The Report highlights that there was a total of 1,693 ADRVs recorded in 2014, involving individuals from 109 nationalities and across 83 sports. Of the ADRVs, 1,462 were derived from adverse analytical findings (AAFs); these 1,462 ADRVs represented 64 per cent of the total 2,287 AAFs that were reported by WADA-accredited laboratories. The remaining 231 non-analytical ADRVs were issued as a result of evidence-based intelligence; of which, 185 were committed by athletes and 46 by athlete support personnel.
It is important to note that the 2014 ADRVs Report is based on violations that were committed and adjudicated pursuant to the 2009 World Anti-Doping Code (Code).

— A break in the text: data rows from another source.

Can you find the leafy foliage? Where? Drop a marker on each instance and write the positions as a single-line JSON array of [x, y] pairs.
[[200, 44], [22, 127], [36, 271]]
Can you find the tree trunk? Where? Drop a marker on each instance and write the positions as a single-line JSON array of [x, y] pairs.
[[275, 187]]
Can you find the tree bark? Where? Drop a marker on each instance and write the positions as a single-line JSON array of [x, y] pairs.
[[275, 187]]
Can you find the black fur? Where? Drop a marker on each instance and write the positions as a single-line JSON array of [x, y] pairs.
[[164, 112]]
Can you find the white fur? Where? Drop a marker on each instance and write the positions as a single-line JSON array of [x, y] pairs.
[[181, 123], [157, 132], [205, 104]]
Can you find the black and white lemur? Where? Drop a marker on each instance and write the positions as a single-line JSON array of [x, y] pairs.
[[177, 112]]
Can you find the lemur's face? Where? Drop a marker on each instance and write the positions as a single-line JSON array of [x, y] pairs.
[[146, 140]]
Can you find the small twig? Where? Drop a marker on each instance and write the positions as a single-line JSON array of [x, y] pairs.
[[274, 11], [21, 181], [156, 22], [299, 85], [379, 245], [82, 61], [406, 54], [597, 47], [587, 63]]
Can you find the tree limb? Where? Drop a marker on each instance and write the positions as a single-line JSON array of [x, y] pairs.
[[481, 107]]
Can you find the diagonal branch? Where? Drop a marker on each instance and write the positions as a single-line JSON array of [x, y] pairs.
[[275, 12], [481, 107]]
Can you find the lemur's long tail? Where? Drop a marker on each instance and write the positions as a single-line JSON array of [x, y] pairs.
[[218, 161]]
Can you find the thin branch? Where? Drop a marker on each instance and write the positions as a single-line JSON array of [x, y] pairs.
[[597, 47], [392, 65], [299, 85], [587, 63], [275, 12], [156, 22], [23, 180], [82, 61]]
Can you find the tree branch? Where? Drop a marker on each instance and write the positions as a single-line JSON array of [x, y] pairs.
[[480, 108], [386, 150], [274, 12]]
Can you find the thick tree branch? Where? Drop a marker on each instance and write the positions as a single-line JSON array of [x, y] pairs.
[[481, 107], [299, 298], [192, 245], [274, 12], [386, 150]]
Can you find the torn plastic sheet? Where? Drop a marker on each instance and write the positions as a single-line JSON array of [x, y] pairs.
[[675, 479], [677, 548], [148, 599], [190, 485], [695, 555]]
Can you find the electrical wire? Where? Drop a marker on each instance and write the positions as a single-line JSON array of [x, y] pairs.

Statistics related to violations committed and adjudicated pursuant to the 2015 Code will be released in 2017.
“The 2014 ADRVs Report makes for particularly interesting reading in combination with WADA’s 2014 Testing Figures Report that was published last July,” said WADA President, Sir Craig Reedie. “The 2014 Testing Figures Report highlighted the number of adverse analytical findings reported by WADA-accredited laboratories; whereas, the 2014 ADRVs Report confirms the number of those findings that resulted in sanctions,” he continued. “The ADRVs Report released represents the most comprehensive set of global doping statistics for sports and countries for 2014.
“WADA looks forward to next year’s ADRVs Report; which, we believe, will reflect the impact of the new Code and the improved practice being carried out by the anti-doping community,” added Reedie.
“While many of the ADRVs resulted from analytical urine and blood testing, a notable number of ADRVs (231 in total) were declared for athletes and athlete support personnel that resulted from non-analytical means,” said WADA Director General, David Howman. “These were determined through evidenced-based intelligence collected; such as evading, refusing or failing to submit a sample; possession and/or trafficking of a prohibited substance; or complicity, amongst other means,” Howman continued. “This proves the increasing importance of non-analytical approaches to anti-doping, something which is now well emphasized under the revised World Anti-Doping Code,” he added.
“The Report also reminds us of the importance of values-based education to prevention and risk minimisation,” said Howman. “Such education programs enable two-way discussion with athletes on why doping is wrong, why it should not be done and how they can protect themselves against it.”